Sen. Landrieu and Rep. Richmond Announce $4.7M for Hurricane Recovery
WASHINGTON - U.S. Senator Mary L. Landrieu, D-La., chair of the Homeland Security Appropriations Subcommittee, and Congressman Cedric Richmond, D-La., today announced $4.7 million in federal funding for continued hurricane recovery efforts in Louisiana. These grants, provided by the Federal Emergency Management Agency (FEMA) Public Assistance Program, will help pay for repairs at the Regional Transit Authority's (RTA) East New Orleans Facility and the Torah Academy's Main School Building in Metairie.

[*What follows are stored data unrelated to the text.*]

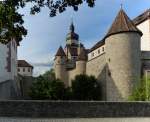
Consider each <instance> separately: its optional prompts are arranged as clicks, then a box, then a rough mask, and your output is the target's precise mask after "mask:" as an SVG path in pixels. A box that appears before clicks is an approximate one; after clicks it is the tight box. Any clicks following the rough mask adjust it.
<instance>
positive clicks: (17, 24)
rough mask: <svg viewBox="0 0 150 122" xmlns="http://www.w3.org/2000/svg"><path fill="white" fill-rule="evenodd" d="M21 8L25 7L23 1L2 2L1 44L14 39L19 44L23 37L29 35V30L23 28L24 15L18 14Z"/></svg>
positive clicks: (20, 0) (9, 1) (5, 43)
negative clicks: (14, 39)
mask: <svg viewBox="0 0 150 122" xmlns="http://www.w3.org/2000/svg"><path fill="white" fill-rule="evenodd" d="M19 6H21V7H23V6H24V4H23V2H22V0H17V1H15V0H5V1H3V2H0V42H1V43H4V44H6V43H8V42H9V41H11V40H12V38H14V39H15V40H16V42H17V43H18V44H19V42H20V41H21V40H22V38H23V36H26V35H27V30H26V29H25V28H24V27H23V23H24V21H23V19H22V16H23V15H21V14H19V13H18V12H17V10H18V8H19Z"/></svg>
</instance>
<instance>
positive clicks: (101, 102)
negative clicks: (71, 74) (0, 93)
mask: <svg viewBox="0 0 150 122" xmlns="http://www.w3.org/2000/svg"><path fill="white" fill-rule="evenodd" d="M0 117H10V118H43V119H44V118H49V119H54V118H57V119H58V118H59V119H64V118H66V119H69V118H72V119H77V118H78V119H79V118H91V119H92V118H141V117H150V102H98V101H97V102H89V101H85V102H82V101H81V102H79V101H68V102H67V101H0Z"/></svg>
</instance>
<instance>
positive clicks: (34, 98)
mask: <svg viewBox="0 0 150 122" xmlns="http://www.w3.org/2000/svg"><path fill="white" fill-rule="evenodd" d="M68 93H69V89H66V88H65V85H64V83H63V82H61V81H60V80H54V81H47V80H45V79H44V77H42V76H39V77H38V78H37V80H36V81H35V82H34V83H33V85H32V87H31V91H30V93H29V95H30V97H31V98H32V99H36V100H65V99H68V95H67V94H68Z"/></svg>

"RTA operates the city's buses and its iconic streetcars, which not only provide essential transportation services, but also hold a special place in the hearts of New Orleans' residents and the area's many visitors. This grant will help ensure that residents and visitors continue to have access to these reliable public transportation options," Sen. Landrieu said. "In addition, this funding will help Torah Academy pay for essential repairs so that its students are able to continue to receive an excellent education in a safe and secure environment."
"New Orleanians have fond memories of our streetcars," Congressman Cedric Richmond said. "I know many residents will appreciate these facility and transit repairs as we continue to rebuild and restore confidence in our city and the great state of Louisiana's resilience."
The grants announced today include:
• $2.7 million for hydraulic bus lift repairs at the Regional Transit Authority's East New Orleans Facility, which sustained significant flood damage from Hurricane Katrina. The RTA provides streetcar and bus services for the City of New Orleans. It currently operates three streetcar lines and 32 bus routes that cover 14,000 miles. The facility functions as an administrative headquarters, a bus barn, storage and wash facility, a fuel storage and fueling site, a maintenance/repair location and includes two guardhouses.
• $2 million for repairs to the Torah Academy's Main School Building, which was severely damaged by wind-driven rain, high winds and flooding due to Hurricane Katrina. High winds lifted and shifted the metal roof, allowing rainwater to enter the structure, damaging all mechanical, electrical and architectural systems. Additional costs were necessary due to the need to elevate the building because of floodplain requirements. Estimated project costs include pile foundation work, site work, demolition of the pre-existing structure and Architectural & Engineering and Project Management fees.